Non sono opponibili al condominio le prove testimoniali sulla rateizzazione delle spese

di Edoardo Valentino

La Corte di Cassazione, che è giudice di legittimità e non di merito, non può statuire sull'opportunità delle scelte istruttorie dei giudici che la hanno preceduta.
Questo il principio espresso dalla Corte di Cassazione con la sentenza 21313 del 14 settembre 2017.
Nel caso in oggetto un amministratore domandava un decreto ingiuntivo nei confronti di un condomino, il quale aveva omesso di corrispondere la propria quota di spese relativamente a dei lavori eseguiti sul tetto e sulla caldaia.
Il condomino, però, faceva opposizione al decreto ingiuntivo sulla base di svariati motivi di fatto e diritto.
Il primo grado di giudizio si chiudeva con la totale soccombenza dell'attore opponente.
Medesimo copione seguiva il grado di Appello, nel corso del quale il proprietario proponeva impugnazione sulla base di svariati (pretestuosi) motivi che la Corte respingeva integralmente.
Vista la duplice soccombenza il condomino agiva in Cassazione.
A tal fine depositava un lungo e articolato ricorso basato su sei motivi di diritto.
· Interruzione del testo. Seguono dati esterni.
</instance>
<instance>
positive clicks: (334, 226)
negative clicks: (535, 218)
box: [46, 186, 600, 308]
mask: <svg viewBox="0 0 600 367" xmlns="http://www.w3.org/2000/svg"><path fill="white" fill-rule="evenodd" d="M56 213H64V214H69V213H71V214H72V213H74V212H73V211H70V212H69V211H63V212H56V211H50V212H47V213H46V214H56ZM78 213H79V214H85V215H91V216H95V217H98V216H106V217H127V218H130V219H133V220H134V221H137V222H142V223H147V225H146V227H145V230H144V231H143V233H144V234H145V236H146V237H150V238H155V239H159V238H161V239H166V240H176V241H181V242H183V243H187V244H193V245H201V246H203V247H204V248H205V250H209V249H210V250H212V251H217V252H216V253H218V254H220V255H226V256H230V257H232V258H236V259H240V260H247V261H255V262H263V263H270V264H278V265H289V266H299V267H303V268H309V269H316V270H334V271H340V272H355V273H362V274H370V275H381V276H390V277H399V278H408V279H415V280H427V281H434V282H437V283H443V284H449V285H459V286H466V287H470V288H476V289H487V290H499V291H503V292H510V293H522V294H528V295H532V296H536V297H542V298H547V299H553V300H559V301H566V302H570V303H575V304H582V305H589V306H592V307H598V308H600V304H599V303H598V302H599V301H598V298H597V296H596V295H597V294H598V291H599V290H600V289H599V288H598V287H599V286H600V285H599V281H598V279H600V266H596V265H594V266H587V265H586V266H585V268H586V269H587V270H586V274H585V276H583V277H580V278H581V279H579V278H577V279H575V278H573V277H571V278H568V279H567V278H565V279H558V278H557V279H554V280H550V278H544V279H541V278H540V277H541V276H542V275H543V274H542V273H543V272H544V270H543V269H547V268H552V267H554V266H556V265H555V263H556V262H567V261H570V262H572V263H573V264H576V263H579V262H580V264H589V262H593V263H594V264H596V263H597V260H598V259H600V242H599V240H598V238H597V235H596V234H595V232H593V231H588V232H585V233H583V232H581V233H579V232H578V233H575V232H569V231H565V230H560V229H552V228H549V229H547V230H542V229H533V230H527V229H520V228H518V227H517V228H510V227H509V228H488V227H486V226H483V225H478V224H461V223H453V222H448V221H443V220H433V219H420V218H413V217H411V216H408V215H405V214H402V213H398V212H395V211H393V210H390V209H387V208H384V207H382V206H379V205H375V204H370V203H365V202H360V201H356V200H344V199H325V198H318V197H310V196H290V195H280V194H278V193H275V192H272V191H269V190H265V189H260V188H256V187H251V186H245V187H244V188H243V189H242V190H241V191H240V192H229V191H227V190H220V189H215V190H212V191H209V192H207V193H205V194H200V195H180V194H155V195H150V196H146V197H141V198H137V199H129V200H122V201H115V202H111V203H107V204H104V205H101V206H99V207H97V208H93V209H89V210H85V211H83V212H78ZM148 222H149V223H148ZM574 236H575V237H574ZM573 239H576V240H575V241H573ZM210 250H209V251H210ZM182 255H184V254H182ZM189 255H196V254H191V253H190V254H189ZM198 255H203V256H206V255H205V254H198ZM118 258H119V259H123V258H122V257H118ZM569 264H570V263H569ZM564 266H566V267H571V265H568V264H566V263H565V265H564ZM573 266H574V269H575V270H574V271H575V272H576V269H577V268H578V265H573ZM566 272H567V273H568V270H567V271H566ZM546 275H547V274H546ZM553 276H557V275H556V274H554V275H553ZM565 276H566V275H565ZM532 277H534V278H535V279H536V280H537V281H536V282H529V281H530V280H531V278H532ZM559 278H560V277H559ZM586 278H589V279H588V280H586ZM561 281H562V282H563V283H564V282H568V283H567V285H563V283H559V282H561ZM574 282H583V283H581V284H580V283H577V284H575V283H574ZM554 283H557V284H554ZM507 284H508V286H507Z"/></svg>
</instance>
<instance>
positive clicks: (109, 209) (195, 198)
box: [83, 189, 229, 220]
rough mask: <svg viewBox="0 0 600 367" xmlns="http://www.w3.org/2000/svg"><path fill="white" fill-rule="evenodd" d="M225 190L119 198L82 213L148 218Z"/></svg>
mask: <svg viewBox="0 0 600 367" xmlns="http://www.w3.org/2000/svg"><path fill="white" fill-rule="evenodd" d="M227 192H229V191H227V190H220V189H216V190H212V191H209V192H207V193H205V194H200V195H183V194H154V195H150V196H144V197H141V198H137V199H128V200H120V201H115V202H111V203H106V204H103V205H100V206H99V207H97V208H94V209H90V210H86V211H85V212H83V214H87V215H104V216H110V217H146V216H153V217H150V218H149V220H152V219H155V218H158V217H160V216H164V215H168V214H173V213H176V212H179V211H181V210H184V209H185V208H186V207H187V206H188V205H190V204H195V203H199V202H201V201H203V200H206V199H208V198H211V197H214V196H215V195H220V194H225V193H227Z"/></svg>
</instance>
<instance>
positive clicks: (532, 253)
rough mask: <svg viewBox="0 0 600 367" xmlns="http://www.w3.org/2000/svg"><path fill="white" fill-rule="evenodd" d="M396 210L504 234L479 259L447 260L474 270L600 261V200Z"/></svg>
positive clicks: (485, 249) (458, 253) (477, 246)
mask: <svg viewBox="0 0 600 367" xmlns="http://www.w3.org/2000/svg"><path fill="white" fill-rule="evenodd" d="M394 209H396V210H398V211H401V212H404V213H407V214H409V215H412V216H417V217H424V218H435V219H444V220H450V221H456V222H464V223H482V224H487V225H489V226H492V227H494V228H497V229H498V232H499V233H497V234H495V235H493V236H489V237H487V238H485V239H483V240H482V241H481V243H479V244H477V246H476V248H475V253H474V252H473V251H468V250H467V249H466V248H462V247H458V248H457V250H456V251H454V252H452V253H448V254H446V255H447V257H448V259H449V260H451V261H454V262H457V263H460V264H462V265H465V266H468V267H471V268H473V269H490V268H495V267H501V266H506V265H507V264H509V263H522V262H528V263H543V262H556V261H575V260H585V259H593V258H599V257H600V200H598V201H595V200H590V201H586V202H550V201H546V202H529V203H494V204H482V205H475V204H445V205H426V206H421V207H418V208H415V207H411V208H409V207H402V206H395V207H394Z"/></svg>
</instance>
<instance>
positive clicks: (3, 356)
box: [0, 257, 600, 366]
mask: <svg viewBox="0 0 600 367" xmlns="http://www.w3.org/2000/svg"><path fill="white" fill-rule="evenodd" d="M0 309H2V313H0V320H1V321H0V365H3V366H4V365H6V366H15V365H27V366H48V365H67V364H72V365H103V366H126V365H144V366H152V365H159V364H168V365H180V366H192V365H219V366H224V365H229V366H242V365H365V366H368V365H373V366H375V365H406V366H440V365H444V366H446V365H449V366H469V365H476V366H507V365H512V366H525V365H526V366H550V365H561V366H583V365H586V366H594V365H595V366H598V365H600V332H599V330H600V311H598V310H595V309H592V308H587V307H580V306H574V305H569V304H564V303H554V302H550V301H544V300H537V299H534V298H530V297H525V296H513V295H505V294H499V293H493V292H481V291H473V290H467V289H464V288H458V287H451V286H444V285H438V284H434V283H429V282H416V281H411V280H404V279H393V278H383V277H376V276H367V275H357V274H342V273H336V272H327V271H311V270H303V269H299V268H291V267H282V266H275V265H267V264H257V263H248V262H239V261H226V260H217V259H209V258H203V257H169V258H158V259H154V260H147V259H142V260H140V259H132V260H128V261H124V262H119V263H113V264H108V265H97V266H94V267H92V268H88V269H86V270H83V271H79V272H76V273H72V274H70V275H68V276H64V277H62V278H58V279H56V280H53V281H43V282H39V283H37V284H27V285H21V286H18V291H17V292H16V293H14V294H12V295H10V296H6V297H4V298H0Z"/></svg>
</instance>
L'analisi dei predetti motivi, tutti ritenuti infondati dalla Suprema Corte, esula dallo scopo del presente editoriale, che si concentrerà quindi unicamente sul quarto.
Con la quarta doglianza, infatti, denunciava la violazione e falsa applicazione dell'articolo 360 comma 1 numero 5 del Codice di Procedura Civile.
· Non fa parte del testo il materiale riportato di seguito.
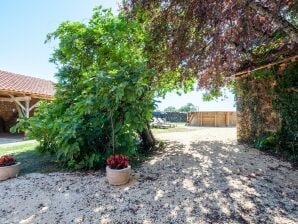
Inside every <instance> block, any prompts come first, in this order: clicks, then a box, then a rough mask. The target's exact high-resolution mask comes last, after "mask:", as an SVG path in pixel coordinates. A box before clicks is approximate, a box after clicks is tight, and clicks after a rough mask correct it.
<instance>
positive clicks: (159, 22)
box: [123, 0, 298, 93]
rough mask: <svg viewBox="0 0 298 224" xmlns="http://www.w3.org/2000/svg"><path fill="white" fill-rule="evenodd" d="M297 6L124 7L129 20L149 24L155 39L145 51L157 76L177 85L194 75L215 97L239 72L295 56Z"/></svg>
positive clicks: (279, 1)
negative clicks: (146, 53)
mask: <svg viewBox="0 0 298 224" xmlns="http://www.w3.org/2000/svg"><path fill="white" fill-rule="evenodd" d="M297 8H298V2H297V1H294V0H284V1H280V0H237V1H236V0H191V1H189V0H169V1H165V0H127V1H125V2H124V4H123V9H124V10H125V11H126V13H127V16H128V17H130V18H137V19H139V20H140V21H142V22H145V23H146V24H147V25H148V26H147V30H148V33H150V35H151V40H150V42H148V44H147V47H146V50H147V52H149V53H150V54H151V66H153V67H155V68H156V69H157V70H158V71H159V76H163V77H165V79H167V78H168V79H169V80H172V81H174V80H175V81H177V82H178V83H179V84H181V83H183V82H184V81H185V80H188V79H191V78H193V77H196V78H197V79H198V84H199V87H200V88H205V89H213V91H214V93H216V92H218V90H219V88H220V87H221V86H223V85H226V84H227V83H229V82H231V81H232V75H233V74H234V73H235V72H237V71H239V70H242V69H250V68H253V67H254V66H257V65H261V64H265V63H268V62H272V61H275V60H278V59H281V58H283V57H287V56H289V55H292V54H296V52H297V49H298V48H297V43H298V36H297V24H298V22H297V21H298V19H297V18H298V17H297V11H298V10H297ZM170 71H174V72H175V75H176V76H175V75H174V77H175V79H173V78H172V77H173V74H171V75H169V73H170ZM177 73H179V75H178V74H177ZM178 76H179V78H178ZM214 89H215V90H214Z"/></svg>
Tale norma afferma che “Le sentenze pronunciate in grado d'appello o in unico grado possono essere impugnate con ricorso per cassazione:
[…]
5) per omesso esame circa un fatto decisivo per il giudizio che è stato oggetto di discussione tra le parti”.
Nello specifico secondo il ricorrente l'omesso esame consisteva sul fatto che il Giudice di Appello non avesse proceduto all'escussione di testimoni – a suo dire – in grado di provare l'esistenza di un accordo tra il debitore e l'amministratore sulle spese dovute.
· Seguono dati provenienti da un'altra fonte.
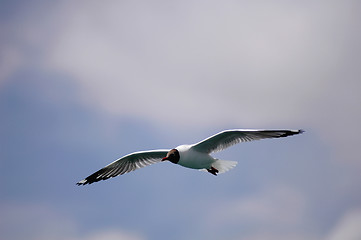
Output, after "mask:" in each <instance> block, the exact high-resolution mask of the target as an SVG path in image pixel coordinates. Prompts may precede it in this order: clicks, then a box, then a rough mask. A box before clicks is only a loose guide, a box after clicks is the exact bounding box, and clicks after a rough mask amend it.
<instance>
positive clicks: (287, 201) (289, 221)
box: [206, 186, 313, 239]
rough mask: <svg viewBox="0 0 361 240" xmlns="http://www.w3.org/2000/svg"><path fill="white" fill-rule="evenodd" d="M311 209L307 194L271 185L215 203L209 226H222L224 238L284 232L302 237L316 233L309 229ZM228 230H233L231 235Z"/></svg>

Secondo il condomino tale accordo avrebbe previsto il pagamento delle spese dovute in tre rate previo l'invio da parte dell'amministratore di alcuni documenti.
La prova testimoniale invocata avrebbe dovuto, quindi, dimostrare che i mancati pagamenti non erano dipesi dal ricorrente, ma dal mancato invio dei documenti da parte dell'amministratore.
Nell'esaminare il punto sopra citato, la Cassazione ribadiva il principio per cui essa è solo giudice di legittimità, senza possibilità di decidere sul merito di quanto avvenuto nei primi gradi di giudizio.
Il compito della Cassazione, infatti, non è quello di fornire una terza opinione sui fatti di causa, ma di pronunciarsi sul rispetto delle norme e delle procedure da parte dei giudici di merito che l'hanno preceduta.
Nell'illustrare il motivo del rigetto della predetta doglianza, quindi, la Corte affermava che a lei spetta “la sola facoltà di controllo, sotto il profilo della correttezza giuridica e della coerenza logico-formale, delle argomentazioni svolte dai giudici di merito, ai quali spetta in via esclusiva, il compito di individuare le fonti del proprio convincimento, di assumere e valutare le prove, di controllarne l'attendibilità e la concludenza, di scegliere, tra le complessive risultanze del processo, quelle ritenute maggiormente idonea dimostrare la veridicità dei fatti ad esse sottesi, dando, così, liberamente prevalenza all'uno o all'altro dei mezzi di prova acquisiti, salvo i casi tassativamente previsti dalla legge”.
Nel caso in questione, quindi, la Corte non può pronunciarsi sulla scelta operata dalla Corte d'Appello, ma solo valutare se tale scelta ha portato ad una contraddizione o contrasto tra le argomentazioni tale da rendere impossibile seguire il ragionamento logico della sentenza.
La sentenza impugnata, tuttavia, spiega la ragione del diniego della descritta attività istruttoria, affermando che questa si sarebbe resa necessaria solo se l'oggetto di causa fosse stato la responsabilità dell'amministratore e in ogni caso priva di rilievo ai fini del giudizio, dato che comunque l'accordo insisteva apparentemente solo sulle spese del tetto, mentre sarebbe persistito l'inadempimento sul versamento delle spese della caldaia.
Sulla base di tale motivazione, quindi, il quarto motivo di ricorso veniva rigettato dalla cassazione.
Parimenti, anche gli altri cinque motivi venivano rigettati e la Suprema Corte, decretando la soccombenza del condomino, riteneva anche applicabile la sanzione del raddoppio del contributo unificato versato ai sensi della legge 228/2012.